La regola delle diecimila ore. Studiare, studiare, studiare. Di più: fare pratica. Provare e riprovare. In un saggio che fece il giro del mondo nel 1993 lo psicologo americano Anders Ericsson, docente dell’Università del Colorado, quantificò la formazione necessaria per primeggiare: 10.000 ore il tempo stimato, ovvero circa 3 anni e mezzo di lavoro intenso e quotidiano, calcolando 8 ore al giorno. Ericsson analizzò un gruppo di giovani violinisti, ma dalla musica all’impresa il passo è breve. E allora conta più la genialità smisurata o la formazione costante? David Epstein, analizzando i campioni del baseball americano, concluse che il talento è come l’hardware di un computer, mentre l’allenamento è il suo software. Entrambi sono importanti e complementari. Anche se le proporzioni non sono analoghe, stando almeno all’analisi di Ernest Hemingway. Nel secolo scorso il pluripremiato scrittore americano sostenne che il successo è 1% ispirazione e 99% perspiration, ovvero sudore. E allora chiunque potrebbe primeggiare in qualsiasi disciplina, applicandosi intensamente. In fondo è quello che ha dichiarato anche Seth Godin, che ho intervistato insieme a Fabio Grattagliano sulle pagine del Sole24Ore per il nuovo libro uscito ad inizio 2021 “La regola”, edito da Roi Edizioni (qui l’intervista): «La creatività non si ripete, non può ripetersi. Ma il percorso creativo segue comunque uno schema. È una pratica di crescita, è una danza senza fine, è un percorso definito dalla resilienza e dalla generosità».

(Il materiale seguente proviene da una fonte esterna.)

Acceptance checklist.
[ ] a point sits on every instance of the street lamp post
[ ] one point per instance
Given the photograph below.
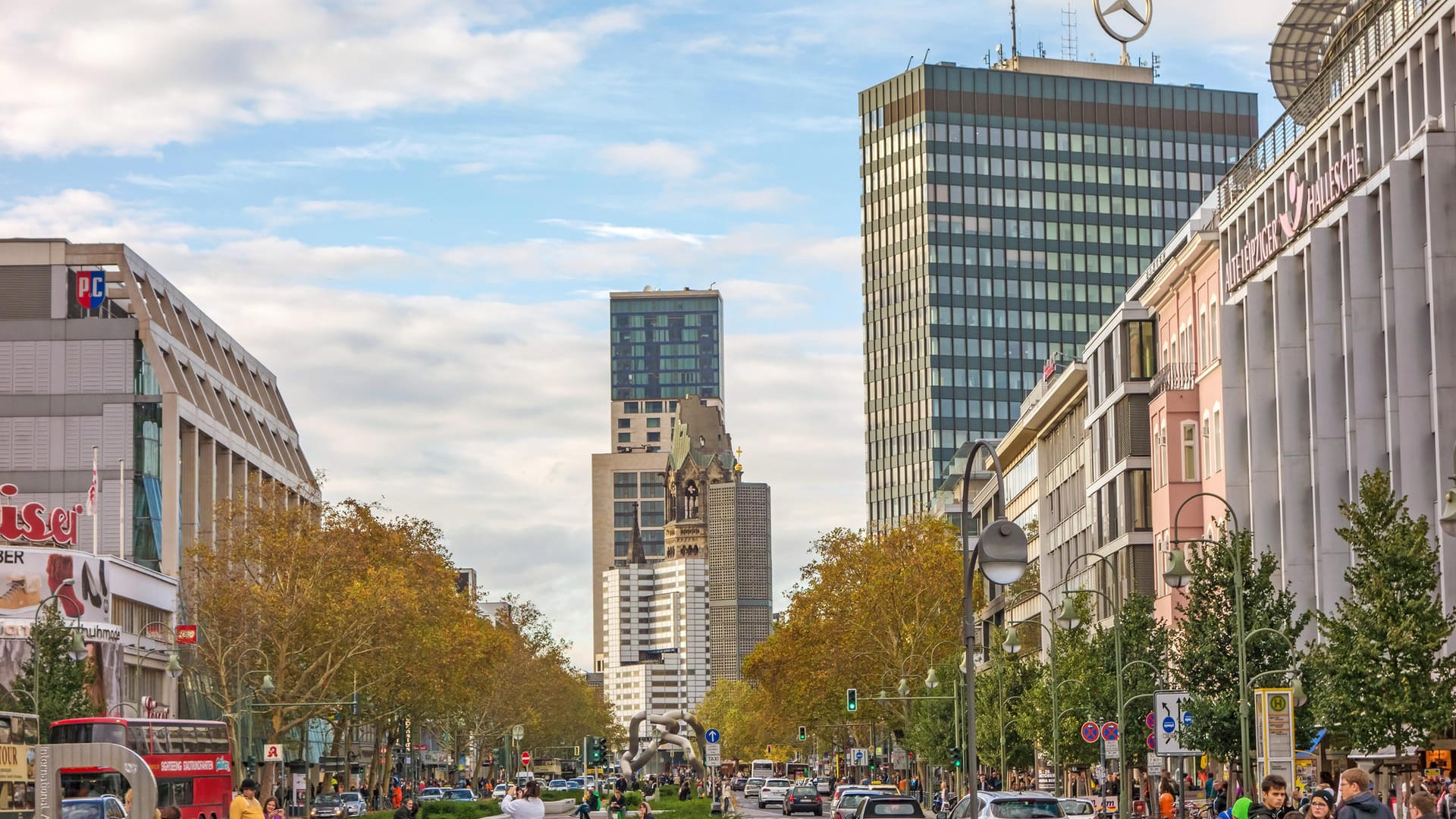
(1449, 512)
(77, 643)
(1178, 576)
(1012, 646)
(1002, 554)
(1069, 620)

Oltre il genio. Su questo tema ci è tornato pochi giorni fa sull’edizione americana di Forbes l’imprenditore Abdo Riani. Alquanto eloquente il titolo: “Visionari contro scienziati nelle startup”. Così argomenta Riani. «Qualche decennio fa, quando le startup tecnologiche erano una cosa nuova di zecca, le storie di successo della prima ondata di giganti tecnologici erano per lo più attribuite al genio dei loro fondatori. A causa di questa narrazione, anche la scelta di molti investitori è stata quella erronea di cercare leader carismatici, forti e visionari su cui scommettere, senza indagare attentamente sulla realtà economica oggettiva sottostante, e tutto questo si è rivelato nel tempo una mossa assai rischiosa. Oggi possiamo affermare che essere esclusivamente un visionario dirompente non è un elemento particolarmente utile per fare innovazione e creare valore in una impresa». Una tesi ripresa, a modo suo, da un narratore di fama mondiale. “L’ostinazione, non il talento, ha salvato la mia vita”. Così affermava il grande scrittore statunitense Philip Roth, venuto a mancare tre anni fa. E se lo diceva lui conviene crederci per davvero.